As well as being a comfortable place to stay, Gardone has a couple of the lake’s great tourist destinations on its doorstep. The home of eccentric poet Gabriele D’Annunzio (1863-1938), which he named after an Italian military victory: Il Vittoriale degli Italiani, is just about the best tourist attraction on the lake: a pretentious, excessive and rather bonkers memorial to a very unusual Italian. The town’s other prize attraction is a botanic garden, the Heller Garden, also known as the Giardino Hruska Botanico, which contains tropical plants and displays.
A short walk uphill from the lakeshore is Gardone Sopra (‘Gardone above’) a very charming old historic centre to the village, with little restaurants, courtyards, stairs and flowers. The Vittoriale is up here, and enjoys wide views over Lake Garda.
Heller Garden
This botanic garden is situated just a short walk uphill from the waterfront. The garden is also known as the Giardino Hruska Botanico after its founder, Arthur Hruska, who was the dentist of the last Tsar as well as being a botanist. He began laying out this tropical haven between 1910 and 1971, taking advantage of the sheltered spot and mild climate to plant many exotic species. Nowadays the garden belongs to a foundation set up by the artist Andre Heller, and works of modern art are dotted among the plants, pools and streams. The garden is open daily between March and October from 9am-7pm.
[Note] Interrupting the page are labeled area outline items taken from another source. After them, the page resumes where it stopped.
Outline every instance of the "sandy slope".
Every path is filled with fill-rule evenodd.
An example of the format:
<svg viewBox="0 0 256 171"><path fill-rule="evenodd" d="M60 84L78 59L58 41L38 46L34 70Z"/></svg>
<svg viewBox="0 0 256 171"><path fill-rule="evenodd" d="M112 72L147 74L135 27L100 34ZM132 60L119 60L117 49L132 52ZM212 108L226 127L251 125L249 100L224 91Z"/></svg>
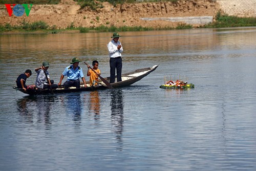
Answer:
<svg viewBox="0 0 256 171"><path fill-rule="evenodd" d="M5 5L0 6L0 24L9 23L19 25L25 20L33 23L42 20L57 28L74 27L107 26L176 27L178 23L163 20L145 21L142 17L166 17L215 16L219 10L218 4L210 0L169 2L125 4L114 7L108 3L102 4L103 8L93 11L81 9L72 0L62 0L58 5L33 5L29 16L9 16Z"/></svg>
Il Vittoriale degli Italiani
Don’t let the unwieldy name of this house/monument/fantasy put you off. The Vittoriale is a grand tourist attraction; its eccentric charms alternating between amusing, creepy and joyously bizarre. Gabriele D’Annunzio was a poet and nationalist with a love of the grand gesture (his name means ‘Gabriel of the Annunciation’; he was actually born Gaetano Rapagnetta). It’s often claimed that D’Annunzio was the ultimate Italian, but if so it seems a shame that his panache is so absent in conformist modern Italian society. His flamboyant eccentricity will also strike a chord with English visitors, particularly those who’ve visited the Sir John Soane Museum in London. He was presented with this large Liberty-style villa by the Italian State; Mussolini wanted to keep the self-styled war hero away from politics. D’Annunzio spent his time here dreaming up fantastical additions to his house and gardens, and filling the darkened rooms (bright light hurt his eyes) with his collections of stuff, from religious art (it didn’t matter what religion) to the gilded shell of his dead pet tortoise. In his study, the most normal and light-filled room, he kept a bust of the Italian actress Eleanora Duse, a former lover. Her head is covered with a veil so it shouldn’t distract him.
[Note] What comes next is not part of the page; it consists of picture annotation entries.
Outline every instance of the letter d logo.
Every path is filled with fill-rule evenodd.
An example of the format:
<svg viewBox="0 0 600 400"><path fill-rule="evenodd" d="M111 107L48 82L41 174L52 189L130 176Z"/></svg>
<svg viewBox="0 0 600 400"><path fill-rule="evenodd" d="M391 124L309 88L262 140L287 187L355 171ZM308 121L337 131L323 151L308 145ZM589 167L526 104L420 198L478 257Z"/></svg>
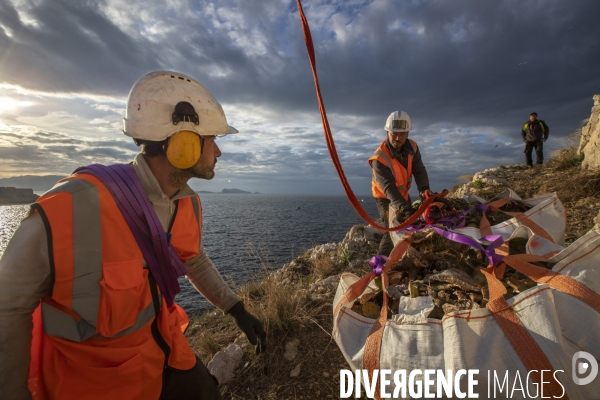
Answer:
<svg viewBox="0 0 600 400"><path fill-rule="evenodd" d="M571 374L573 376L573 382L576 385L587 385L596 378L596 375L598 375L598 362L593 355L585 351L578 351L573 354L572 368ZM579 376L584 375L588 370L590 370L588 376L579 378Z"/></svg>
Check the Vittoriale website (see links panel on the right) for the latest opening times. The complex (house, gardens, war museum) is open all year, but in the winter it has shorter opening times with lunchtime closing for the indoors sections. There are a range of combination tickets – you mustn’t miss the main house (Casa di D’Annunzio or Prioria) – note that this is closed on Mondays so try to visit on another day of the week. There may be queues as the house can only be visited in small groups, on a guided tour. There are good English audio-guides which you can listen to during the Italian-language tour. Allow plenty of time for queuing, touring the house, visiting the war museum (if you wish) and exploring the grounds with their strange monuments, from an open-air theatre to a mocked-up hillside warship. Whatever your opinion of D’Annunzio, he was a man who thought big and his fantasies make good entertainment. He was buried here; his tomb dominating the nationalist memorials in a large round mausoleum he planned himself, high on the slope above the lake.
Gardone Riviera transport
Gardone Riviera is on the principal ferry routes, and it is easy to travel to and from the other Lake Garda resorts – or simply to take a pleasure cruise. There are also bus services along the western shore of the lake from Brescia, which has a budget airport – named after D’Annunzio – served by Ryanair (they call it ‘Verona Brescia’): Brescia Airport.
In the summer tourist season, a shuttle bus (navetta) runs between the local museums, although the tropical gardens and D’Annunzio’s villa are only a short walk uphill.